What must the court decide?

At the heart of the case is the so-called individual mandate, which requires Americans who do not have health insurance through their employer or a government program such as Medicare to purchase it on their own. The law provides for subsidies for low- and middle-income earners to buy insurance, starting in 2014.

Republicans have decried the law as an "unprecedented" assault on individual freedom and a "government takeover" of health care. They argue that the Constitution's commerce clause, under which the federal government can regulate interstate commerce, does not allow it to compel people to buy any product simply because they are alive.

What's at stake?

The court's ruling, expected in June, will shape Mr. Obama's political legacy by either gutting his signature domestic policy initiative or vindicating his attempt to provide coverage for millions of Americans without health insurance.

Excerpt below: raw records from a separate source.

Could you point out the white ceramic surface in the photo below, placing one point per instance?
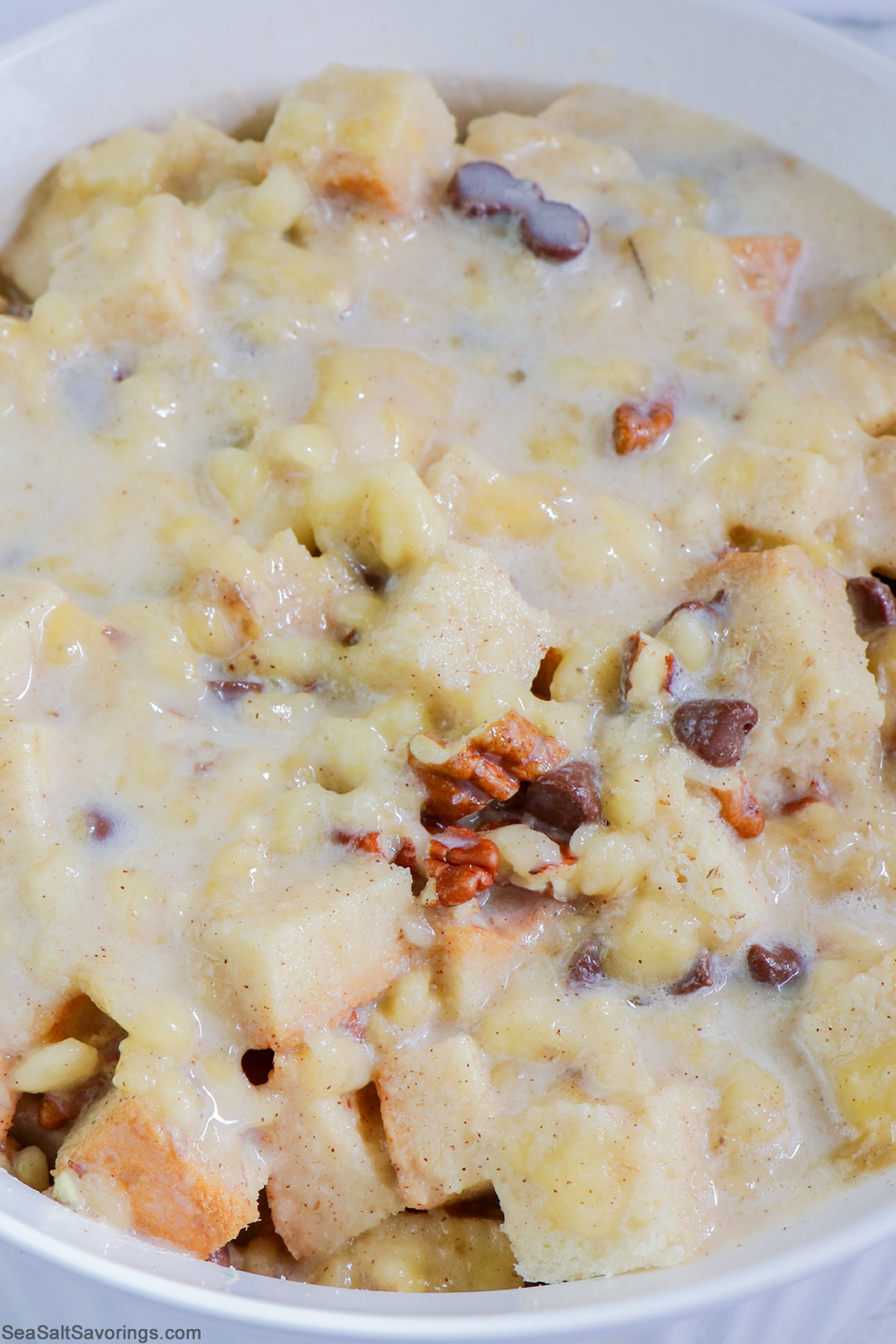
(137, 60)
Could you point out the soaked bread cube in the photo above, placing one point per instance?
(331, 1176)
(791, 650)
(375, 134)
(300, 960)
(381, 403)
(850, 1035)
(188, 161)
(25, 605)
(122, 1163)
(136, 275)
(453, 620)
(600, 1189)
(437, 1110)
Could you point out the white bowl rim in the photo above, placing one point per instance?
(408, 1317)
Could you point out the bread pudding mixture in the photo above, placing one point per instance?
(449, 667)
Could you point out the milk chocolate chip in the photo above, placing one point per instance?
(872, 604)
(487, 188)
(566, 799)
(233, 691)
(554, 230)
(257, 1066)
(774, 965)
(550, 228)
(715, 730)
(699, 977)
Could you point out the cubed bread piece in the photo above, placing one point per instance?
(122, 1164)
(136, 276)
(600, 1189)
(852, 362)
(437, 1112)
(473, 962)
(301, 959)
(875, 537)
(790, 648)
(850, 1035)
(25, 604)
(331, 1176)
(26, 765)
(190, 161)
(376, 134)
(381, 403)
(383, 515)
(452, 620)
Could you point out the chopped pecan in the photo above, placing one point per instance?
(491, 765)
(462, 863)
(57, 1109)
(741, 808)
(586, 967)
(648, 670)
(524, 752)
(457, 886)
(635, 429)
(817, 793)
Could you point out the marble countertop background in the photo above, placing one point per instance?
(868, 22)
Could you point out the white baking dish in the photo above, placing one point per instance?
(137, 62)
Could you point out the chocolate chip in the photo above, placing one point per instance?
(715, 730)
(774, 965)
(554, 230)
(487, 188)
(699, 977)
(257, 1066)
(544, 676)
(872, 604)
(233, 691)
(100, 826)
(586, 967)
(712, 605)
(566, 799)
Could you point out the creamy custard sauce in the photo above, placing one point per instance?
(449, 675)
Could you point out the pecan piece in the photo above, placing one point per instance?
(741, 808)
(586, 967)
(635, 429)
(774, 965)
(872, 604)
(57, 1109)
(524, 753)
(491, 765)
(462, 863)
(715, 730)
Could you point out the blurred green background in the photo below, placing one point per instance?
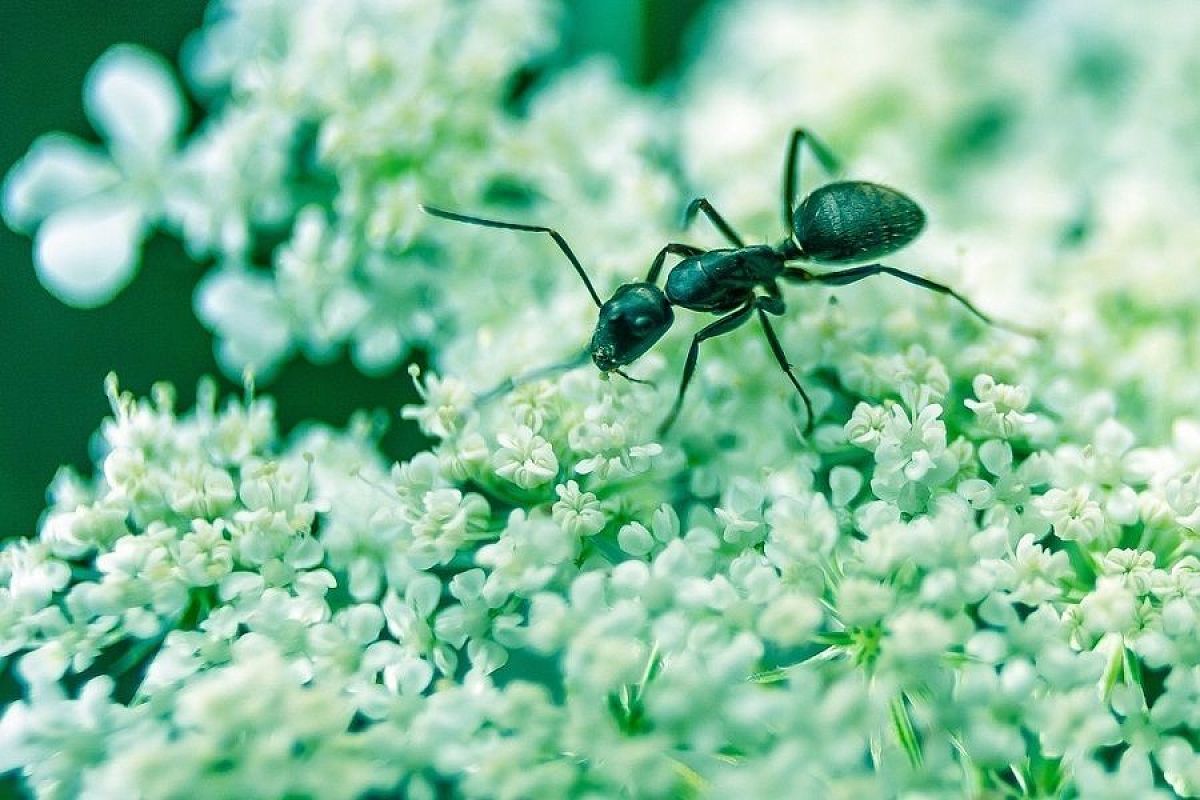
(53, 359)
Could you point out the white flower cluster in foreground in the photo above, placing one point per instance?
(328, 122)
(978, 576)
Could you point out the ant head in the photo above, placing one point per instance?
(630, 323)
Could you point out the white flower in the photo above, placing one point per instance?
(1000, 408)
(579, 512)
(1073, 513)
(93, 212)
(525, 458)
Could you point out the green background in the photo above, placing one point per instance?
(53, 359)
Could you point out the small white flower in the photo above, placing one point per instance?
(1000, 409)
(525, 458)
(93, 212)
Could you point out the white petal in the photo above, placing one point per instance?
(57, 172)
(132, 97)
(247, 317)
(88, 253)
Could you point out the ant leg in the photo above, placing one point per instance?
(702, 204)
(855, 274)
(773, 306)
(509, 384)
(513, 226)
(673, 247)
(723, 325)
(792, 167)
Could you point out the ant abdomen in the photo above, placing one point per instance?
(855, 221)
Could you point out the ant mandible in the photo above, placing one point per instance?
(838, 223)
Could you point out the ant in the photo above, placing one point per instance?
(838, 223)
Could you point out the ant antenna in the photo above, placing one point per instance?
(635, 380)
(509, 384)
(514, 226)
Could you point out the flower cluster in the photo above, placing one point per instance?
(304, 180)
(977, 576)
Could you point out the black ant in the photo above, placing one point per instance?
(838, 223)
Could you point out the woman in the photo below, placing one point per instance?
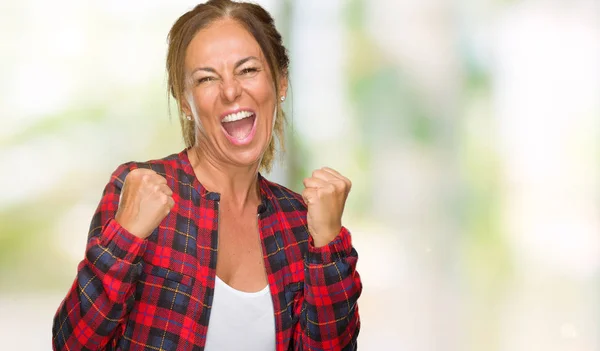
(197, 251)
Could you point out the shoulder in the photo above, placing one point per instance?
(286, 200)
(170, 166)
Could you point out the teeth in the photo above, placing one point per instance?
(236, 116)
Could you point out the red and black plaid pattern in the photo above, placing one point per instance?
(156, 293)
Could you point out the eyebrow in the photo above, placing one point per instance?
(237, 64)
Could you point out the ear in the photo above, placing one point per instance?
(185, 105)
(283, 82)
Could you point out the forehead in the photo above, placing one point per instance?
(222, 42)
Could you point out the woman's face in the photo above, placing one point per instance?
(230, 94)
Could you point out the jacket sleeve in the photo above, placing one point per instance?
(328, 310)
(96, 306)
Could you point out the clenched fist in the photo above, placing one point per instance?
(325, 195)
(145, 201)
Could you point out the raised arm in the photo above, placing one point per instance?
(328, 312)
(93, 314)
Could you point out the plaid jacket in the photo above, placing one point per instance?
(156, 293)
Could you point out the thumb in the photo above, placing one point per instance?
(309, 195)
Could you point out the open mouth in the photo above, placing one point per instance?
(238, 126)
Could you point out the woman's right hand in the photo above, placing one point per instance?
(145, 201)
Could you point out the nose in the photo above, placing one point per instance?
(230, 89)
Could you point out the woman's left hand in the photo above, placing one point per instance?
(325, 195)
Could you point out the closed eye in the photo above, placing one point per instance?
(249, 70)
(205, 79)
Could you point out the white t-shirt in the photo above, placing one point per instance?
(240, 320)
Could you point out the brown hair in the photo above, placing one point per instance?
(259, 24)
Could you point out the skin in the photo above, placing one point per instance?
(226, 71)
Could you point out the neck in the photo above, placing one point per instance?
(238, 186)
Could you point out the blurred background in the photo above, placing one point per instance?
(470, 129)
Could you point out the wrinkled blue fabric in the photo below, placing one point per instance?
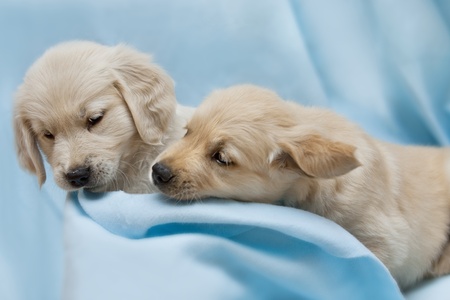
(384, 64)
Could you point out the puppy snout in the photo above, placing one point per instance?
(161, 174)
(78, 177)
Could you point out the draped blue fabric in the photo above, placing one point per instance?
(384, 64)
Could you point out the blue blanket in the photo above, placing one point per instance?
(384, 64)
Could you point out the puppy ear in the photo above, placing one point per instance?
(27, 149)
(318, 157)
(148, 92)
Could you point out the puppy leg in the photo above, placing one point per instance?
(442, 265)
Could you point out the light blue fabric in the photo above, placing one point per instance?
(381, 63)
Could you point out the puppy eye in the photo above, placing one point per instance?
(48, 135)
(220, 159)
(92, 121)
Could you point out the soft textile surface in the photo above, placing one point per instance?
(211, 251)
(381, 63)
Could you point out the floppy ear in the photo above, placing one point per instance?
(147, 90)
(319, 157)
(27, 149)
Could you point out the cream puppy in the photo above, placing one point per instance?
(245, 143)
(99, 114)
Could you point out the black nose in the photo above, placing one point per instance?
(161, 174)
(78, 177)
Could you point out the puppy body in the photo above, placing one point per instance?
(99, 114)
(246, 144)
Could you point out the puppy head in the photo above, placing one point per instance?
(87, 107)
(246, 144)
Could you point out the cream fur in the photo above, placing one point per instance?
(77, 81)
(246, 144)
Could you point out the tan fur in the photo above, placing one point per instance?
(394, 199)
(78, 80)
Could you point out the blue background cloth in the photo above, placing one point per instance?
(384, 64)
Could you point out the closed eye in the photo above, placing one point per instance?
(94, 120)
(220, 158)
(48, 135)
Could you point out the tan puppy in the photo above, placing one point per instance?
(99, 114)
(245, 143)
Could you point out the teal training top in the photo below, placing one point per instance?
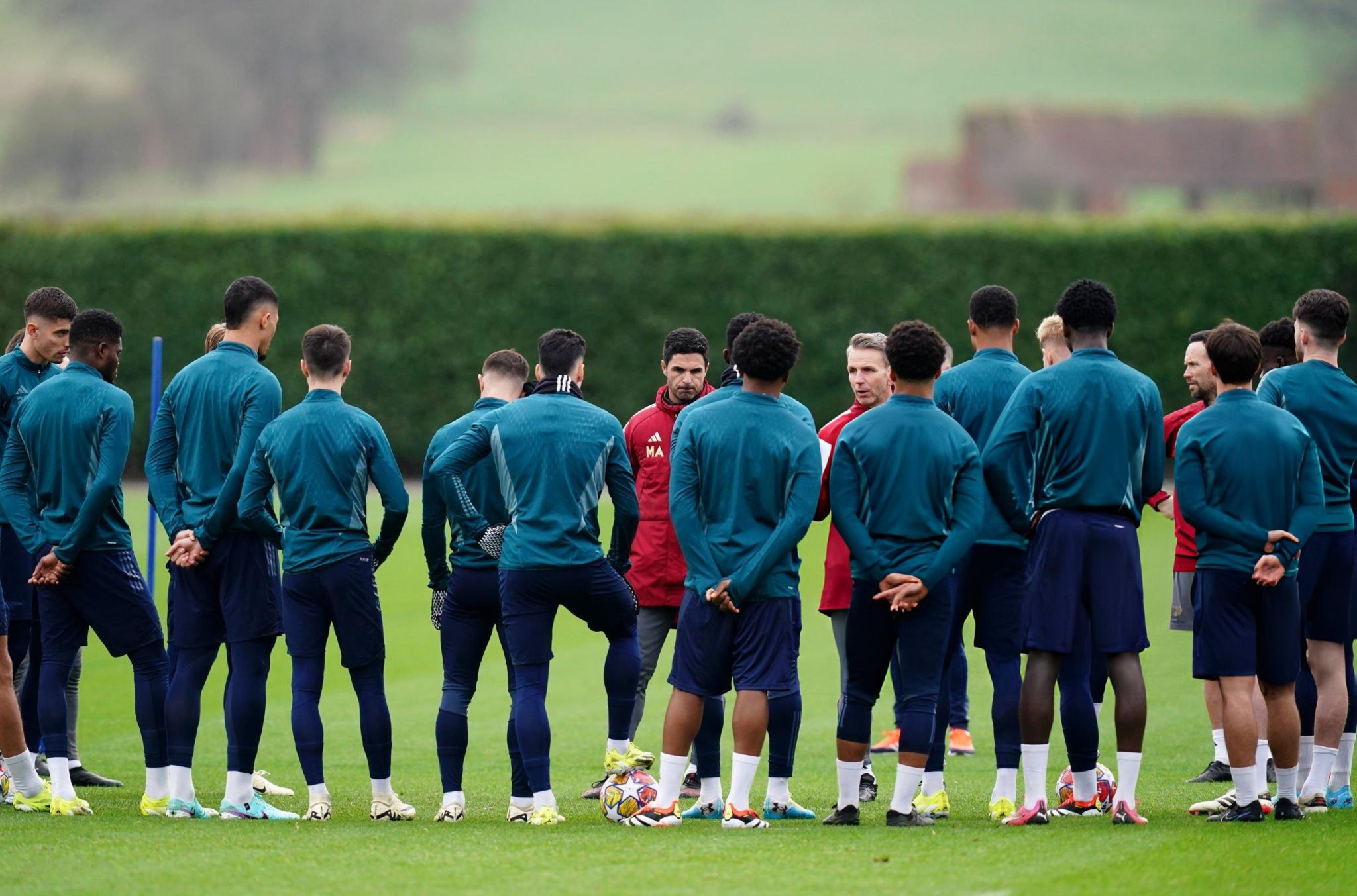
(322, 454)
(203, 440)
(18, 377)
(1243, 468)
(1325, 400)
(62, 479)
(482, 487)
(915, 510)
(553, 454)
(975, 393)
(744, 480)
(1085, 434)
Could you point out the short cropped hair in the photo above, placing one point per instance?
(1235, 353)
(506, 364)
(737, 326)
(915, 350)
(95, 326)
(766, 350)
(243, 296)
(1087, 307)
(1325, 313)
(326, 348)
(49, 303)
(559, 352)
(686, 340)
(994, 308)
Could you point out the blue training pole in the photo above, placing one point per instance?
(156, 366)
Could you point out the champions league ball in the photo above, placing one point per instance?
(1105, 783)
(625, 795)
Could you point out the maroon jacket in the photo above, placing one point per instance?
(657, 564)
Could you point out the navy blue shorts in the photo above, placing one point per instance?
(990, 583)
(756, 648)
(1090, 560)
(231, 597)
(343, 594)
(592, 591)
(17, 567)
(106, 593)
(1242, 628)
(1325, 579)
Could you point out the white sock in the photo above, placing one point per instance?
(1287, 784)
(181, 784)
(907, 783)
(743, 768)
(1086, 785)
(850, 774)
(239, 787)
(779, 789)
(23, 773)
(1034, 773)
(158, 783)
(1128, 772)
(1318, 777)
(60, 772)
(1006, 785)
(671, 778)
(1342, 774)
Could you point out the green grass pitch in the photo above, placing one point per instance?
(119, 850)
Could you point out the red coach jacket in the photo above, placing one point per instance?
(657, 564)
(838, 593)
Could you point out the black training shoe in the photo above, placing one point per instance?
(1213, 773)
(1287, 811)
(849, 815)
(1252, 813)
(907, 819)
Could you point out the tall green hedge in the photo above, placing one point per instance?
(425, 303)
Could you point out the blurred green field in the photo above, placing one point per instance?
(581, 106)
(117, 850)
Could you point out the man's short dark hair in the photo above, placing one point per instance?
(1235, 353)
(95, 326)
(994, 307)
(766, 350)
(243, 296)
(915, 350)
(737, 326)
(559, 352)
(1325, 313)
(686, 340)
(326, 348)
(49, 303)
(1087, 307)
(506, 364)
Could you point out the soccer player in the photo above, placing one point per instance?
(1245, 471)
(466, 602)
(869, 376)
(1322, 397)
(223, 578)
(553, 456)
(1069, 464)
(62, 491)
(322, 456)
(657, 564)
(907, 525)
(991, 576)
(744, 480)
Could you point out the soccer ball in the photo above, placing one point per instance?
(1107, 785)
(625, 795)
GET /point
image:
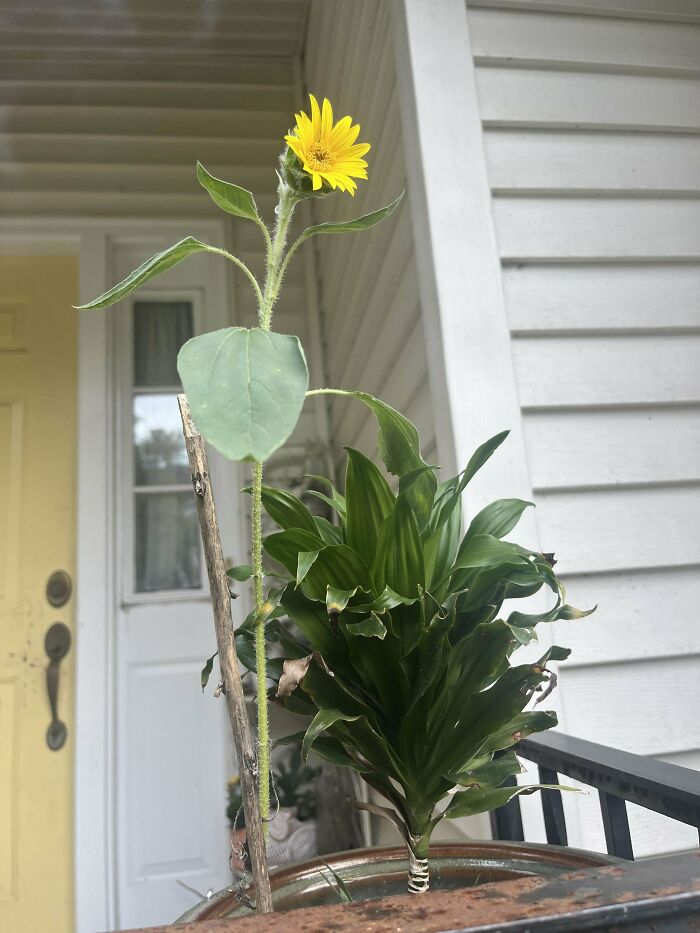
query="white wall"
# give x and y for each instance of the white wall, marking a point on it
(590, 129)
(368, 288)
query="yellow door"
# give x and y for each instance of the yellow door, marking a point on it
(38, 333)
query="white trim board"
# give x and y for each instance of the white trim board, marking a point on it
(470, 363)
(93, 241)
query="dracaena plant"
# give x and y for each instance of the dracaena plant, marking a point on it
(246, 386)
(403, 652)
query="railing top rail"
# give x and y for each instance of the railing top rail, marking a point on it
(657, 785)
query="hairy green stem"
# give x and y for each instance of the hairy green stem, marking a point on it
(241, 265)
(266, 302)
(260, 658)
(276, 263)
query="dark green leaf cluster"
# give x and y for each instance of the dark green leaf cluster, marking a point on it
(404, 661)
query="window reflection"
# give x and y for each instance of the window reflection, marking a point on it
(159, 447)
(167, 542)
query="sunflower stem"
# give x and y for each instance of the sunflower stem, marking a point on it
(266, 303)
(275, 257)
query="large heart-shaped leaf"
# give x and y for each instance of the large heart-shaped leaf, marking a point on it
(156, 265)
(228, 197)
(246, 388)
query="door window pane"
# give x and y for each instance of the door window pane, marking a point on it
(167, 549)
(160, 456)
(160, 329)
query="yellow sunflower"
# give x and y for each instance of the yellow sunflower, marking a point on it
(328, 152)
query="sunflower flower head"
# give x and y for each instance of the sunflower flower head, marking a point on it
(328, 153)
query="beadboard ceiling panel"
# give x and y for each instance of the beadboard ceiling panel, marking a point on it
(106, 107)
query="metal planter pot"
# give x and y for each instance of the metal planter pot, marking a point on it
(373, 873)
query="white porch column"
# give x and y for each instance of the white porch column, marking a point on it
(466, 331)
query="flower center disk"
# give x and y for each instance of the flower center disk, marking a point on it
(320, 157)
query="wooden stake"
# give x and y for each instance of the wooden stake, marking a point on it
(230, 675)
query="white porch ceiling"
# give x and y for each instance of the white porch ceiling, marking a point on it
(131, 31)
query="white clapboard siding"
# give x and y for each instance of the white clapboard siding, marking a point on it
(554, 38)
(590, 113)
(644, 614)
(603, 370)
(681, 11)
(372, 328)
(592, 162)
(573, 99)
(603, 297)
(657, 728)
(617, 447)
(602, 530)
(592, 227)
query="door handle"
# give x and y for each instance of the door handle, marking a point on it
(57, 646)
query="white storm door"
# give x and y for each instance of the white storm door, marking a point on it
(173, 752)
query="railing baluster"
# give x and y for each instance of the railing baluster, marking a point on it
(616, 825)
(507, 821)
(553, 809)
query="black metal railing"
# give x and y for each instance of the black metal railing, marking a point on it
(618, 777)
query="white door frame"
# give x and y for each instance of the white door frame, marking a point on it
(93, 241)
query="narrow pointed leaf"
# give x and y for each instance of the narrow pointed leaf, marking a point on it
(399, 553)
(230, 198)
(360, 223)
(323, 720)
(305, 561)
(369, 500)
(518, 728)
(480, 456)
(339, 566)
(246, 388)
(399, 449)
(286, 510)
(372, 627)
(337, 600)
(285, 546)
(491, 774)
(240, 572)
(206, 671)
(330, 533)
(154, 266)
(567, 613)
(487, 551)
(481, 800)
(498, 518)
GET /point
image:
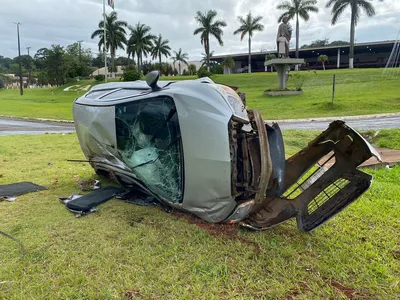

Whatever the court decides, the ruling is certain to have an impact on the fall presidential election. If the court upholds the law, Republicans could use the decision to mobilize Tea Party supporters to oust Democrats in the election. The GOP vows to repeal the law if it wins control of Congress and the White House in November.

How's it looking?

There is wide consensus among constitutional experts that the four liberal judges on the court, all nominated by Democratic presidents, will vote to uphold the law. Justice Clarence Thomas, a George H. W. Bush nominee, is expected to vote to strike it down. The law's fate could lie with Judge Anthony Kennedy, considered the court's swing vote. If he sides with the court's liberal wing, Chief Justice John Roberts could join him.